Sequences of movements and exercises for muscles

Sequences of movements and exercises for muscles

The parts of the body work together to form a series of movements. Understanding how the body moves and the sequence of movements is essential for effective health training.

The concept of motion chains dates back to 1875, when a mechanical engineer named Franz Reuleaux thought that when a series of overlapping segments were connected through joints, a system that allowed the movement of one joint, which can affect the movement of another in the intermittent movement. Dr. Arthur Steindler applied this theory in 1955, including the analysis of human movement. Parts such as the arms and legs are considered rigidly overlapping segments, Steindler argues. From there, he defined the kinetic sequence as “the combination of several continuously arranged joints forming a complex motion unit”. Movements that occur in segments show up in two basic forms: opening and closing.

Chain of open motion

The open-motion chain is defined as a combination of fully arranged couplings, in which the final segment can move freely. In an open sequence of motion, the farthest positions of the extremities or the end of the chain farthest from the body can move freely and not fixed to anything. Here are some examples of open motion sequence exercises:

  • Sitting posture stretching legs;
  • Weightlifting exercises for the back thighs;
  • Exercises to push chest muscles;
  • Weightlifting exercises for front arm muscles;
  • Exercises for muscle groups.

Closed chain of motion

Sequence exercises act as a condition or environment in which the distal part of the extremities is fixed externally and restrains movement. In a closed motion, the final part of the limbs is fixed, increasing joint pressure and then increasing joint stability. The following are closed-motion exercises that are considered more practical than open-motion series exercises.
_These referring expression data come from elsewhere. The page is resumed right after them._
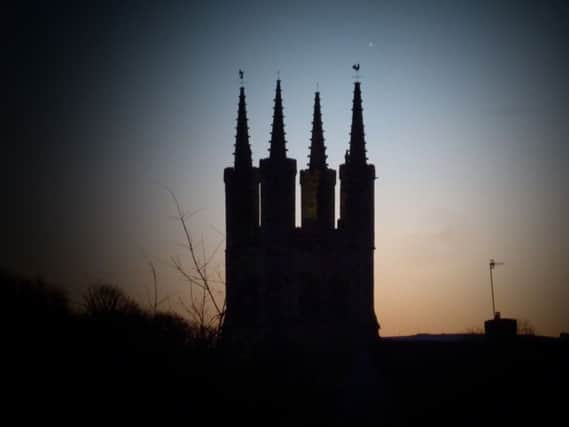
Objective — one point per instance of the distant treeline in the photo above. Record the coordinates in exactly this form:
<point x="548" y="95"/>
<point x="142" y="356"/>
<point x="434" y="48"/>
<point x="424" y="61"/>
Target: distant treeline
<point x="111" y="358"/>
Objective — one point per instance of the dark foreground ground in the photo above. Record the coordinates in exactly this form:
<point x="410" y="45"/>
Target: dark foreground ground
<point x="68" y="368"/>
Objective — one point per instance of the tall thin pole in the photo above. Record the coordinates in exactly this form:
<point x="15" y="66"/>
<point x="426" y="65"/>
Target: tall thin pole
<point x="492" y="287"/>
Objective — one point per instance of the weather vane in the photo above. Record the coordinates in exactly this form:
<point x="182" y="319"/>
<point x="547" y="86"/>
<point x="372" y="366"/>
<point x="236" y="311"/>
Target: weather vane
<point x="356" y="67"/>
<point x="492" y="264"/>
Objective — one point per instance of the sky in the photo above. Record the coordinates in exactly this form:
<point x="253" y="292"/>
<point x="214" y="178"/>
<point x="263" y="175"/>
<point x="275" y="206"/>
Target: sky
<point x="466" y="114"/>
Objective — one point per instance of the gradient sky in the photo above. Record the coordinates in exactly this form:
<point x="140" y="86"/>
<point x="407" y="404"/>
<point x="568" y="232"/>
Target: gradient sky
<point x="466" y="112"/>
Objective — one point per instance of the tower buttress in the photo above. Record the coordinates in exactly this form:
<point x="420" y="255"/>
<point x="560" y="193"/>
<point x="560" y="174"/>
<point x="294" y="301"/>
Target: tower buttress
<point x="278" y="175"/>
<point x="318" y="181"/>
<point x="241" y="220"/>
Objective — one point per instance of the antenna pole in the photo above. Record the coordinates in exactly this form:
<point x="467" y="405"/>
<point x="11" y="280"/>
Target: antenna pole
<point x="492" y="287"/>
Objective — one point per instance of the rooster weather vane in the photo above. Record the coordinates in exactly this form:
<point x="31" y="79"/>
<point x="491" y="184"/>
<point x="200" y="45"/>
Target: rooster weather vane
<point x="356" y="68"/>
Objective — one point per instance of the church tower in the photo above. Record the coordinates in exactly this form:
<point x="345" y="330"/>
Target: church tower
<point x="309" y="284"/>
<point x="318" y="181"/>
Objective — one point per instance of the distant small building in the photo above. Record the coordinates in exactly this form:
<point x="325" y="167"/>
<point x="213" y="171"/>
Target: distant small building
<point x="498" y="328"/>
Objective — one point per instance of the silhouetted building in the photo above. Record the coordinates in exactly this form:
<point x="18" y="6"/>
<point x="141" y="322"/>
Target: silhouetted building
<point x="312" y="281"/>
<point x="500" y="328"/>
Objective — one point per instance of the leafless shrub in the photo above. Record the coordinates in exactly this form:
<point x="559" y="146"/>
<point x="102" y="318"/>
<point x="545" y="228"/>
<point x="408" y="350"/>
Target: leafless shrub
<point x="204" y="308"/>
<point x="105" y="299"/>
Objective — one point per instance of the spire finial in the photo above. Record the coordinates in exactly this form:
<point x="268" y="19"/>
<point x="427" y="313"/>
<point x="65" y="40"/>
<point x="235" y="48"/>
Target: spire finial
<point x="242" y="148"/>
<point x="317" y="148"/>
<point x="356" y="67"/>
<point x="357" y="137"/>
<point x="277" y="144"/>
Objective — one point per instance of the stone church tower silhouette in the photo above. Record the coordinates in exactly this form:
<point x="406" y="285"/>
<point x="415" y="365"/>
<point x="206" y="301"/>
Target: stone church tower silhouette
<point x="314" y="281"/>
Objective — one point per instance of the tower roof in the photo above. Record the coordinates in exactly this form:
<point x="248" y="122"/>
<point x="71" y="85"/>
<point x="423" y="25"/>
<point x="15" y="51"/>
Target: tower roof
<point x="277" y="144"/>
<point x="242" y="148"/>
<point x="317" y="148"/>
<point x="357" y="137"/>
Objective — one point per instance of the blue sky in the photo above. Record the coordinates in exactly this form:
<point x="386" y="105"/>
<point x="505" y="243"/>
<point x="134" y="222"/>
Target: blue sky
<point x="466" y="119"/>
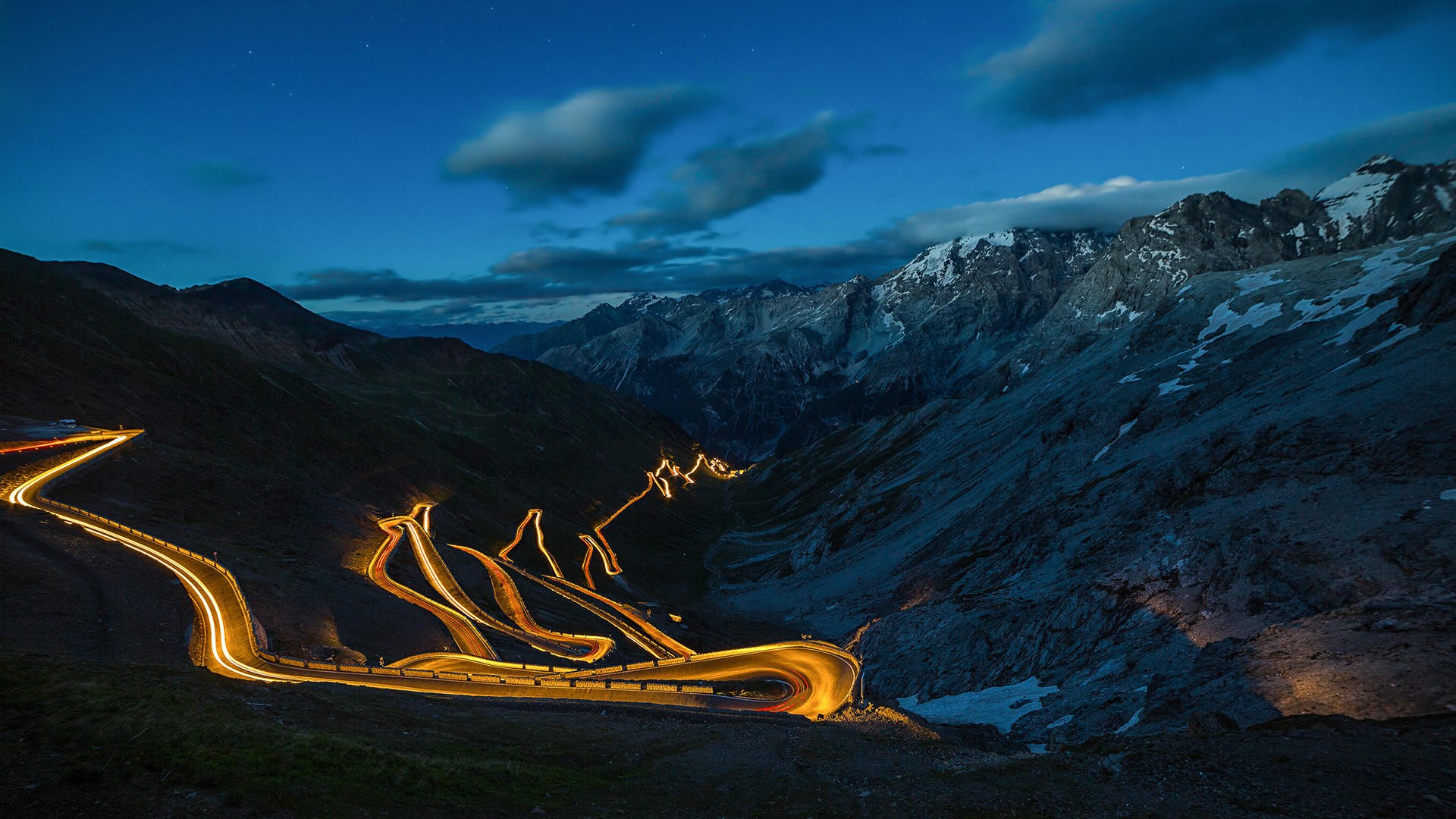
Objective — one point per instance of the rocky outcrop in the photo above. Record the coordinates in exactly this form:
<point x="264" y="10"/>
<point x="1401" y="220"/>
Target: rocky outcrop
<point x="769" y="369"/>
<point x="775" y="366"/>
<point x="1215" y="479"/>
  • Weightlifting exercises and standing, sitting up and down;
  • Wall slide exercises;
  • Exercises to build glutes;
  • Elliptical Exercises – Running on the treadmill;
  • Stair stepper exercises – step up and down stairs;
  • Exercises on the Versa Climber machine;
  • Do chest and arm muscles breathing exercises.

Understanding how the body and all its segments work together is essential in developing effective training programs. Furthermore, knowing the difference between the open and close sequence of movements can help you choose the right exercise based on the individual needs of each person.

The articles of Hello Health Group and Health CPN are for reference only, and are not a substitute for medical diagnosis or treatment.